Aug 04, 2014 11:07
People who have taken some kind of intro psych course would have probably been introduced to the concept of cognitive dissonance. Cognitive dissonance is the idea that people feel very bad when they experience inconsistency within themselves. For example, I felt conflicted in evolution class as a then-staunch Christian. Inconsistency might also happen when I do something that contradicts what I believe. For example, I cheat on an exam when I believe that it's not right to do so. The motivation to reduce this inconsistency is extremely strong. For instance, after I had cheated, I might rationalize that cheating isn't so bad-- if many of my friends cheat, then surely it is not such a big deal?

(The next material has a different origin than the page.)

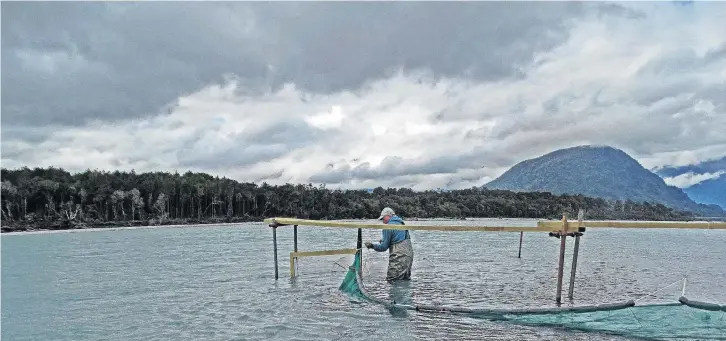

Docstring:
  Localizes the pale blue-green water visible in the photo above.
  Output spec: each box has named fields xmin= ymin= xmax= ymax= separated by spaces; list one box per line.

xmin=1 ymin=219 xmax=726 ymax=340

Now cognitive dissonance is an indisputable finding. But I've wondered why do people insist on being so consistent? Why would they would actually feel so uncomfortable, to the extent that they would either revise their beliefs about certain issues, or actually change the way they behave just so that this consistency restored? Why cant we just go on living as inconsistent beings? In fact, aren't we already living, to varying extents, like inconsistent beings? For example, I had thought evolution to be an extremely compelling idea, even though it challenged many of my existing religious beliefs. It's true that we can argue that evolution and religion (and Christianity in particular) are not necessarily theoretically conflicting, but I feel, and I emphasize that this is really my subjective feeling, that the fact that religious Christians are so resistant to the idea of evolution shows that evolution does in fact challenge many Christian beliefs. But what did that mean for me? Even though I felt very conflicted, I learnt to compartmentalize-- it's almost as if I had split into two persons. I feel like a very different person in university and in church, and I did not want to bring either aspect of myself into the other "compartment".

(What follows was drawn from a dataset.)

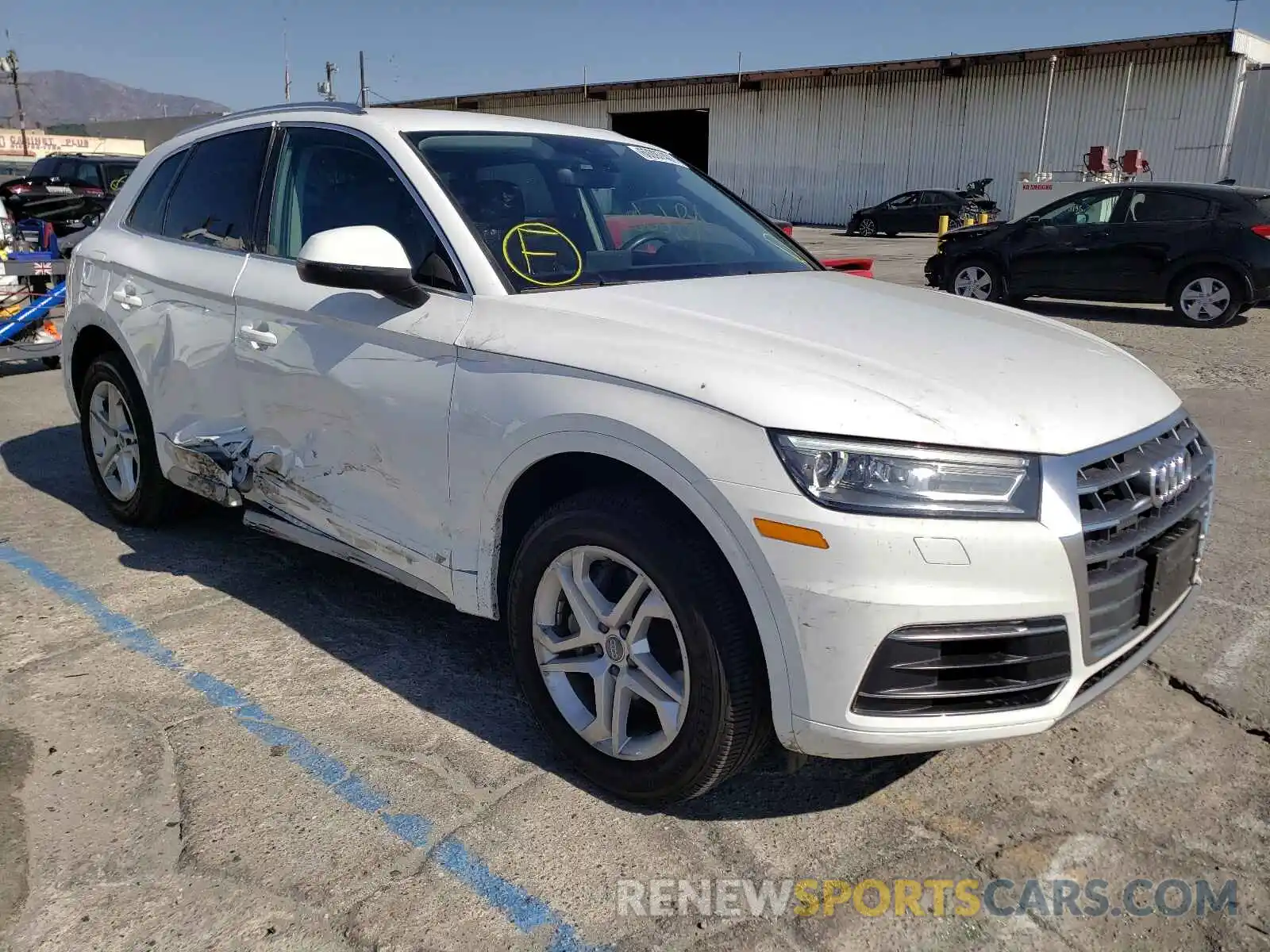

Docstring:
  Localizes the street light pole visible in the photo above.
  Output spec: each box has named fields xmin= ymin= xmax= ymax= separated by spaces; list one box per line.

Upon reflection, I think my experiences suggests that this pain of inconsistency stems from our need to maintain a coherent sense of self. For example, if I knew a person who is very moral and then learnt that he had committed a very heinous crime,I will doubt if the crime had really been committed by my friend. If subsequent evidence shows that my friend is criminally liable, then I might exclaim-- why I hardly know this person anymore!

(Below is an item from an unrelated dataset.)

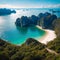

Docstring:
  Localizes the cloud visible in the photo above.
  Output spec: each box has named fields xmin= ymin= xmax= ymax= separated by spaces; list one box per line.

xmin=0 ymin=4 xmax=60 ymax=8
xmin=0 ymin=4 xmax=19 ymax=8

But why might we want to maintain a coherent sense of self? We can try to imagine the alternative-- we as beings with a set of incoherent beliefs and conduct arbitrary acts. I find such an existence to be viscerally unappealing. The appearance of consistency might be important in social contexts-- people like predictable people. We like people who keep their word and act in ways that reflect their values and beliefs. Personally I dont think I can work with someone who changes what they believe in randomly and frequently, and often do things that are incongruous with their beliefs (if that is even possible).